The new synthetic on-demand light activated PGSA-based SETALIUM™ Vascular Sealant investigated in our studies demonstrated good biocompatibility, sustained and gradual surface based bioresorption, and acceptable safety profile in animal studies. In addition, the first in-human use showed that the sealant is a safe and effective alternative to achieve fast and controlled hemostasis in vascular carotid reconstructions. A larger randomized controlled study will allow further validation of these encouraging preliminary results.
合成血管材料的使用,尤其是基于聚四氟乙烯(PTFE)的材料,可能与出血相关,这可能会增加手术时间和失血量。现有的旨在确保止血的商业密封剂均未兼具生物可吸收性、高粘度、疏水性、与底层组织的顺应性以及按需激活的特性。

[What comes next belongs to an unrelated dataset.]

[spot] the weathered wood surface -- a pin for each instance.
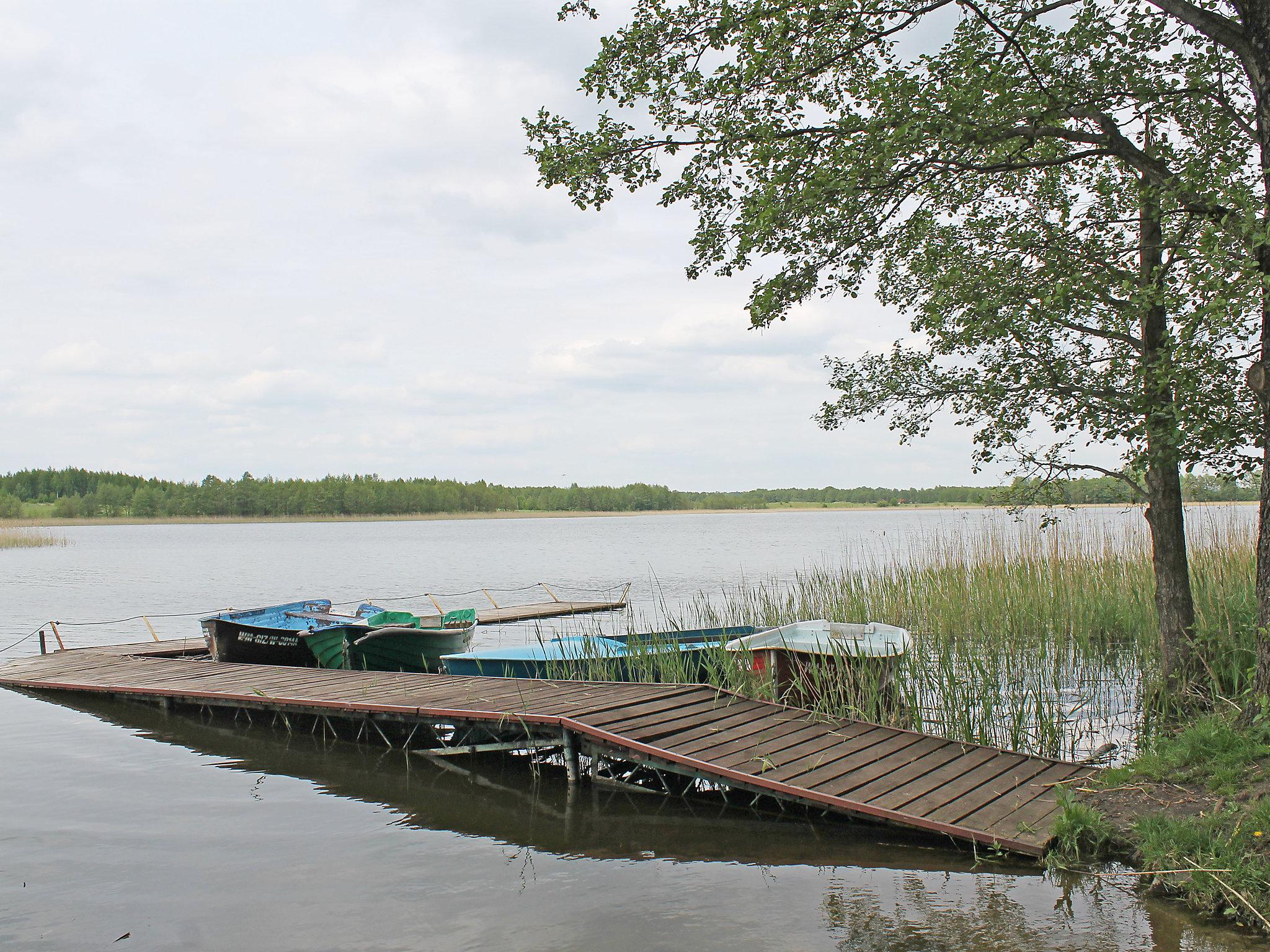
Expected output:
(968, 792)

设计了一项研究,在三项关于开放性颈动脉和主动脉血管手术的大型动物研究中,评估一种新型合成的按需光激活的基于聚(甘油癸二酸酯)丙烯酸酯(PGSA)的SETALIUM™血管密封剂(法国巴黎的TISSIUM公司生产)的生物相容性、体内性能和生物可吸收性。然后,在前瞻性单臂多中心研究中,将临床前结果转化到临床环境中,该研究针对需要使用ePTFE补片进行颈动脉内膜切除术的患者。

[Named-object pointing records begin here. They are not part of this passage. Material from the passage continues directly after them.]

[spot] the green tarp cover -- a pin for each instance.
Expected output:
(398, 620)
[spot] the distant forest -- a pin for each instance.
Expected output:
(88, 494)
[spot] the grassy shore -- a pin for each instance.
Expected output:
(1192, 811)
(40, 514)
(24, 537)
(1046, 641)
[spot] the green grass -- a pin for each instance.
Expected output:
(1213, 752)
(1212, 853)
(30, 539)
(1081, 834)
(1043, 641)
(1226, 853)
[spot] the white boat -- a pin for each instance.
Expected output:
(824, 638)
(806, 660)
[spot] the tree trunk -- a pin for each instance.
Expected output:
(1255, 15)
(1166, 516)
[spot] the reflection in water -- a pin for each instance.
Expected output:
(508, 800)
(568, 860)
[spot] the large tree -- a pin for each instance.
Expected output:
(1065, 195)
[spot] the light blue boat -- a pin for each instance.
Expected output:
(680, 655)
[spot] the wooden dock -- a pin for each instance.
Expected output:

生物相容性测试表明,基于PGSA的SETALIUM™血管密封剂在标准临床剂量下以及高达预期临床剂量40倍的剂量下,均未引发任何显著的毒性反应。基于PGSA的密封剂显示出无热原性、无致敏性、无刺激性、无染色体断裂性且无致突变性。动物研究显示出优异的性能和安全性结果,在颈动脉和主动脉研究中,100%的动物实现了具有临床意义的止血,且局部耐受性良好。组织病理学和形态计量学分析表明,基于PGSA的密封剂在12个月时表面逐渐且持续地生物吸收,吸收率高达86%。在临床研究中,基于PGSA的密封剂应用效果良好且安全,84%的病例实现了即时止血,在为期一年的随访中未报告与密封剂相关的不良事件。
我们研究中所探究的新型合成按需光激活的基于PGSA的SETALIUM™血管密封剂在动物研究中显示出良好的生物相容性、持续且逐渐的表面生物吸收性以及可接受的安全性。此外,首次人体使用表明,该密封剂是在颈动脉血管重建中实现快速且可控止血的安全有效替代方案。一项更大规模的随机对照研究将进一步验证这些令人鼓舞的初步结果。